# YM2000 - 3PT Cat1 PTO Log Splitter?



## jfobel (Oct 12, 2009)

Hello,

I am new to the forum so please excuse me if there is a post already containing this info. I have searched the forums and could not locate one.

I have a YM2000 22hp diesel Yanmar tractor with cat1 3pt pto. I would like to know if anyone has purchased a Log Splitter and successfully mounted it (and used it) on their yanmar.


I have some fairly large Oaks and Hickory trees I would like to split. I reside in East Texas.

Thanks,


Jack


----------



## chrpmaster (May 5, 2004)

First of all Welcome to The Tractor Forum jfobel!

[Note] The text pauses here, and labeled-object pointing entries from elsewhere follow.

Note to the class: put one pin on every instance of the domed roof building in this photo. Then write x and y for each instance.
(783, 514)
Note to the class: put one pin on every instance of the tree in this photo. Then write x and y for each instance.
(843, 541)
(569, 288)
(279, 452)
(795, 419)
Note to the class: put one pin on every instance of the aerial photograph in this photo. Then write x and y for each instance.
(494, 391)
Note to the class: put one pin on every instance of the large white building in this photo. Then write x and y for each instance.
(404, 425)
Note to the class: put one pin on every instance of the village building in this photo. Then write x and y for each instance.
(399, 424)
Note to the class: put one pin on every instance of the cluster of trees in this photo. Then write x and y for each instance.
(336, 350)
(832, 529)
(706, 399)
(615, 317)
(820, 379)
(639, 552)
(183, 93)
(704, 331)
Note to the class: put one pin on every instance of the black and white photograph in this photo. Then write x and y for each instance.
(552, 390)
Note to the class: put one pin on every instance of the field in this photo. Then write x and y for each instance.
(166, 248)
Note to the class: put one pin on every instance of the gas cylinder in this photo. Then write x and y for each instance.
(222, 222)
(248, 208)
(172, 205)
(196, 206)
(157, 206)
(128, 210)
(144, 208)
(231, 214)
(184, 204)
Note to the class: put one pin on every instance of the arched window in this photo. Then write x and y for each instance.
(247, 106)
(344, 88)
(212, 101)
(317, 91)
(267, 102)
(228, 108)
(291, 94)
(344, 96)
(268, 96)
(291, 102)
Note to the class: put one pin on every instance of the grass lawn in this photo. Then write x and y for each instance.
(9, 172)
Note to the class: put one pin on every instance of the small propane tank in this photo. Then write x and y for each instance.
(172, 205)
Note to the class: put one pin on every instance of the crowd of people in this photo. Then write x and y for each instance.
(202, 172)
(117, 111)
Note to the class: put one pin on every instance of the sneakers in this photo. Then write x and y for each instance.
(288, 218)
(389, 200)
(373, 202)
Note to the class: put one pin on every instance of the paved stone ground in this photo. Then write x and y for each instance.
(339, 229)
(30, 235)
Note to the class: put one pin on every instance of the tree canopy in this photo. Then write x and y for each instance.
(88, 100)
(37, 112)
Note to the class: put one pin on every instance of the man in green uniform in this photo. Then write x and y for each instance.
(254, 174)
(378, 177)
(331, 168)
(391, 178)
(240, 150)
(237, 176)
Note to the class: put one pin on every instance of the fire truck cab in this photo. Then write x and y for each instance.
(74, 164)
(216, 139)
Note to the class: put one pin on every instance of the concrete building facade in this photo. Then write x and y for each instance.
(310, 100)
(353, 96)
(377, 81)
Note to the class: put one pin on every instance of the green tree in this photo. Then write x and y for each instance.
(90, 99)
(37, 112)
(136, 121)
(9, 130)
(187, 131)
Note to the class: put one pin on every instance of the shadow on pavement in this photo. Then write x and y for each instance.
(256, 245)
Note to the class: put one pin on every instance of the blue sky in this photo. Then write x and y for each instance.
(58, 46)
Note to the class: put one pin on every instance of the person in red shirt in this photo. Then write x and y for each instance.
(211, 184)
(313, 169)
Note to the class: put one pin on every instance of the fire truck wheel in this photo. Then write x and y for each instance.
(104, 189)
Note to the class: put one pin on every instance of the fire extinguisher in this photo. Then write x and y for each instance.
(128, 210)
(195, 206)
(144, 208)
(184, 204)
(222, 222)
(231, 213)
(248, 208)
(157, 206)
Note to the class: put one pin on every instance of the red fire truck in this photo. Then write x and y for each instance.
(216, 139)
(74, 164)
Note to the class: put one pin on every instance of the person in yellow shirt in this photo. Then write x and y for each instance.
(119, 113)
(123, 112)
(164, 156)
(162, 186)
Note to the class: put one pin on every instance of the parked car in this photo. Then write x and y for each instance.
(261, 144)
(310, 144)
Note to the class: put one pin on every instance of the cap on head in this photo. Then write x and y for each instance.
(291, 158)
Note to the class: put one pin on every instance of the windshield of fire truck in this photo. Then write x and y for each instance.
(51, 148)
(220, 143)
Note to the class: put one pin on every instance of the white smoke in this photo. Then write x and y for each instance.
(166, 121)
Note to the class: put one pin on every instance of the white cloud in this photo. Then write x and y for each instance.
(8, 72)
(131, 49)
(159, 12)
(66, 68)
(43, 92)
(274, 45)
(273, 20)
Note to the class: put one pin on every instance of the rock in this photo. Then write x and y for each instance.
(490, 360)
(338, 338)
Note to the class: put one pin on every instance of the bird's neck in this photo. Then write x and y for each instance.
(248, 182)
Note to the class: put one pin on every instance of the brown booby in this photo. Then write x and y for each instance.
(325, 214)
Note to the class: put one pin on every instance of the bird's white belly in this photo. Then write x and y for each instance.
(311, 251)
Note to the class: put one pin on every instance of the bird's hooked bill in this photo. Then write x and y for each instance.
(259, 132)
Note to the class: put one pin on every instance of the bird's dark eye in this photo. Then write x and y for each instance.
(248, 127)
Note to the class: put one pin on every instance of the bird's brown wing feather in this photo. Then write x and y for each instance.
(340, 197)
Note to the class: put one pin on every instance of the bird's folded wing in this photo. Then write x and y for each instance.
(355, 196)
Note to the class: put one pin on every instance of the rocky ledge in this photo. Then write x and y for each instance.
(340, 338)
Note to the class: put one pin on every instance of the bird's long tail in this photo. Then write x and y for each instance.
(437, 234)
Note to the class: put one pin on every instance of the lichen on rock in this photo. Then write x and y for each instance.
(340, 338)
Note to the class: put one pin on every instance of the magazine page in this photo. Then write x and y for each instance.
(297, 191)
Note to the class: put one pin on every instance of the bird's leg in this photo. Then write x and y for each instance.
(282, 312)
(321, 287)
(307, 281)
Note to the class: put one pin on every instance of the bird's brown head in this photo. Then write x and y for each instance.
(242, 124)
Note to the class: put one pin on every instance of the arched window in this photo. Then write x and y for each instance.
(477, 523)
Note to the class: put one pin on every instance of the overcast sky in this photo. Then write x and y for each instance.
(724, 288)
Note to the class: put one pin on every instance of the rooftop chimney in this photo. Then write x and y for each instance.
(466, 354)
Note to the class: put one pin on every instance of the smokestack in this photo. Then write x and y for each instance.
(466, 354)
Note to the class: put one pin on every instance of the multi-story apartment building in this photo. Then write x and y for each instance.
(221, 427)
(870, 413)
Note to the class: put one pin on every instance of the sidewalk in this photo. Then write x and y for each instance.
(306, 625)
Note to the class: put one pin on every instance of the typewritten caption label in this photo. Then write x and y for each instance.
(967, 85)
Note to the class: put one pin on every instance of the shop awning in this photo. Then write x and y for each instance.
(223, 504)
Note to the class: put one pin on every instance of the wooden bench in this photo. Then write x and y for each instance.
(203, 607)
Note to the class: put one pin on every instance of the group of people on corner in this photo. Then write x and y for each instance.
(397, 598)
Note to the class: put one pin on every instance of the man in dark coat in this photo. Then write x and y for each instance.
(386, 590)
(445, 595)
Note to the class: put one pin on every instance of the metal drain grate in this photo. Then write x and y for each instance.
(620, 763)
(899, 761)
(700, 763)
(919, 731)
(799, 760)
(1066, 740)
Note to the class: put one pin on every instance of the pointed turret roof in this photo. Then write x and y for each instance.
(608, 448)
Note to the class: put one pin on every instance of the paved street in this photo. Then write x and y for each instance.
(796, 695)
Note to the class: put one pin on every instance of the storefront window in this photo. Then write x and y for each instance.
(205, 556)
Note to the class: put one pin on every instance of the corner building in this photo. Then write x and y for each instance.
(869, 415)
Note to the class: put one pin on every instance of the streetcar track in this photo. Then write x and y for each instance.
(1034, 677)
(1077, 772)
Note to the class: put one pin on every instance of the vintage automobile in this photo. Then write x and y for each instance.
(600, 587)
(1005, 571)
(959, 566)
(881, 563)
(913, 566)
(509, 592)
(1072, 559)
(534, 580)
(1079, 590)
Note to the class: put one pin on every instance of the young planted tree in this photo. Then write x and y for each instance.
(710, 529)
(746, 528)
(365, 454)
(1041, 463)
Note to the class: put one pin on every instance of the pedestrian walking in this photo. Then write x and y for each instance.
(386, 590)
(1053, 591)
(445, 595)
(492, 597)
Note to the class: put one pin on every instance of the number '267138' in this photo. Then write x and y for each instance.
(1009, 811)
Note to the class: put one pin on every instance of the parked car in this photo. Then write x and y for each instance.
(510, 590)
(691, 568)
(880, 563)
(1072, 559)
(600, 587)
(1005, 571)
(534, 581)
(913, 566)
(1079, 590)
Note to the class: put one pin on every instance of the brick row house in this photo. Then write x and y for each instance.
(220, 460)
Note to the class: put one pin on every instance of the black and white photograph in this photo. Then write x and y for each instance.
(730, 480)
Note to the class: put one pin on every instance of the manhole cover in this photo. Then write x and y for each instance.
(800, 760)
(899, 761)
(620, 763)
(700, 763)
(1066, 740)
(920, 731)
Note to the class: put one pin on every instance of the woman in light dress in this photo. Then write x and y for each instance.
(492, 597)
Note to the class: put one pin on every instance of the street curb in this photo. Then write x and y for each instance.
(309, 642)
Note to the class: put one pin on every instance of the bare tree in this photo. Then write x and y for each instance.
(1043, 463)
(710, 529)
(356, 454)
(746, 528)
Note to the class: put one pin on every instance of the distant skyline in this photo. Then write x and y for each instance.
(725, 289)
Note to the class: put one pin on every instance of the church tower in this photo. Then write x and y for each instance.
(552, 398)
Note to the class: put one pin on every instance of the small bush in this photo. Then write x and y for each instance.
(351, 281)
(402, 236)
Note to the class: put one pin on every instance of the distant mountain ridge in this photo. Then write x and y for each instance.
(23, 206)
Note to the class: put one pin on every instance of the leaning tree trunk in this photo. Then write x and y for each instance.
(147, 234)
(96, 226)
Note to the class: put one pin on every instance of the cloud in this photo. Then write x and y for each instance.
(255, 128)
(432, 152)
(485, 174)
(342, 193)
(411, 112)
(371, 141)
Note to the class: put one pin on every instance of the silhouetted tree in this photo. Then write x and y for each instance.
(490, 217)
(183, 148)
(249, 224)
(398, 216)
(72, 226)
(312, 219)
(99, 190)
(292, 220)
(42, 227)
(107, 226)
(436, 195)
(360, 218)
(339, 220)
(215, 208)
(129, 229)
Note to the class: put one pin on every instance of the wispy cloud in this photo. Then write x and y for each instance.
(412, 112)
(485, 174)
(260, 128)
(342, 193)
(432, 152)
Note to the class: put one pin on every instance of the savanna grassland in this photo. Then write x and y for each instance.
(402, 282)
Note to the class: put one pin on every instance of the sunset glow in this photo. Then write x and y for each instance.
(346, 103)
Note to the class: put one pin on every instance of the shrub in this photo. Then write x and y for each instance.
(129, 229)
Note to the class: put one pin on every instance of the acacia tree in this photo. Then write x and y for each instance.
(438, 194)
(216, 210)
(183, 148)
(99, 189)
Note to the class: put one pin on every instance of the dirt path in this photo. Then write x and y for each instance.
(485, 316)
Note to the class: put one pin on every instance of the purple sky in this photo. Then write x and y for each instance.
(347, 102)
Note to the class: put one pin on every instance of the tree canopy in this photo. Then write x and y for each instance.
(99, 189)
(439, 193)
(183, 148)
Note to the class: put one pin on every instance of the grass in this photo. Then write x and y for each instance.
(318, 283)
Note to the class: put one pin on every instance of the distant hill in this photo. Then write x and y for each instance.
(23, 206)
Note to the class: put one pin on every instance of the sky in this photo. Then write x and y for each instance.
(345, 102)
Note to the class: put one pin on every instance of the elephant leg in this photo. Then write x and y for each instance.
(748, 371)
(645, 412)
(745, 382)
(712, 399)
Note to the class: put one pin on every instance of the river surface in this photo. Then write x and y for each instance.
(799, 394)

I have not used a mounted log splitter on my Yanmar but don't know why you couldn't. Are you thinking of tapping the tractor hydraulics to power the logsplitter? There have been several others who have done this that I have read about and you should have plenty of power to do the same. 

Andy


----------



## jfobel (Oct 12, 2009)

Thanks. Glad to be here...

Here is a photo of a splitter. These tend to be much cheaper than a complete, stand-alone one. Although, I would love to hear a successful story from a Yanmar owner using one of these on their tractor.

Thanks again...


Jack


----------